The U.K. and Japan announced on Friday that they had reached agreement on a trade deal, boosting Britain’s hopes of being able to strike similar agreements with other major economies once it has cut its ties with the European Union’s single market.
• Britain’s first bilateral trade deal after Brexit mirrors the trade agreement reached a few months ago by the EU with Japan. According to U.K. officials, it will increase trade between the two countries by £15 billion a year, over an unspecified period of time.
• That would amount to a nearly 50% increase in trade, from a current £29 billion, or $37 billion (as of 2018). But according to trade experts, the increase would have been larger if the U.K. had chosen to stay in the single market and benefited from the EU-Japan deal.
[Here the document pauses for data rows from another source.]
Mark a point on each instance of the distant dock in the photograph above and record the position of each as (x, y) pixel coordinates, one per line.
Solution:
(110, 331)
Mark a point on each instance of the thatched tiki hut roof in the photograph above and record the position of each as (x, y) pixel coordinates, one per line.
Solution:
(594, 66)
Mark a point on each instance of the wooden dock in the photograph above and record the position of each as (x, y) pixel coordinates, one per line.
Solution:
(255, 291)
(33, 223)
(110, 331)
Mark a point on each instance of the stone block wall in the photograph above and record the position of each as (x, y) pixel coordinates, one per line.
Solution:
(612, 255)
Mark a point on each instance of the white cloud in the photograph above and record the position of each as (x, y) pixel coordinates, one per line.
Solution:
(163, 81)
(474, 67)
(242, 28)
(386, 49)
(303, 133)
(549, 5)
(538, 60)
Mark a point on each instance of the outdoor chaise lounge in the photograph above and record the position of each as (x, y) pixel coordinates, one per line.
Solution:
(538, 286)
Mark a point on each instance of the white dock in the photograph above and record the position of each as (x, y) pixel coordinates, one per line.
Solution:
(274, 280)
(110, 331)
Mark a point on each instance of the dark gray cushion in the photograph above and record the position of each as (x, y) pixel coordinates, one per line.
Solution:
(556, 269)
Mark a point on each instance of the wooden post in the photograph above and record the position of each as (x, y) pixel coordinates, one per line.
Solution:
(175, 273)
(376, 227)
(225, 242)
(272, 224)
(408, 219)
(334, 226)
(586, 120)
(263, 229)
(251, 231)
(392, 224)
• Japan is a minor trade partner for the U.K., coming in 11th place behind Switzerland. The volume of trade between the European Union and the U.K. is nearly 20 times larger than that between the U.K. and Japan.
• Friday’s agreement marks a small improvement over the EU-U.K. deal with slightly more favorable conditions for the exchange of data and financial services. It allows the U.K. not to lose the Japanese market and to keep benefiting from the progress made by the EU on the matter.
• U.K. tariffs will decrease on automobile and railway parts, which will allow Japanese car makers to keep building cars in the U.K.
• British cheese and tea will benefit from lower tariffs in Japan if the U.K. claims quotas left unused by the European Union in any given year.
The outlook: The deal is a morale boost for the U.K. government and its trade negotiators more than a defining moment for the country’s economy. Meanwhile the big whale of trade deals — to be concluded with the U.S. — risks being bogged down in the controversy stemming from the U.K.’s decision to row back on last year’s signed agreement with the EU on Northern Ireland.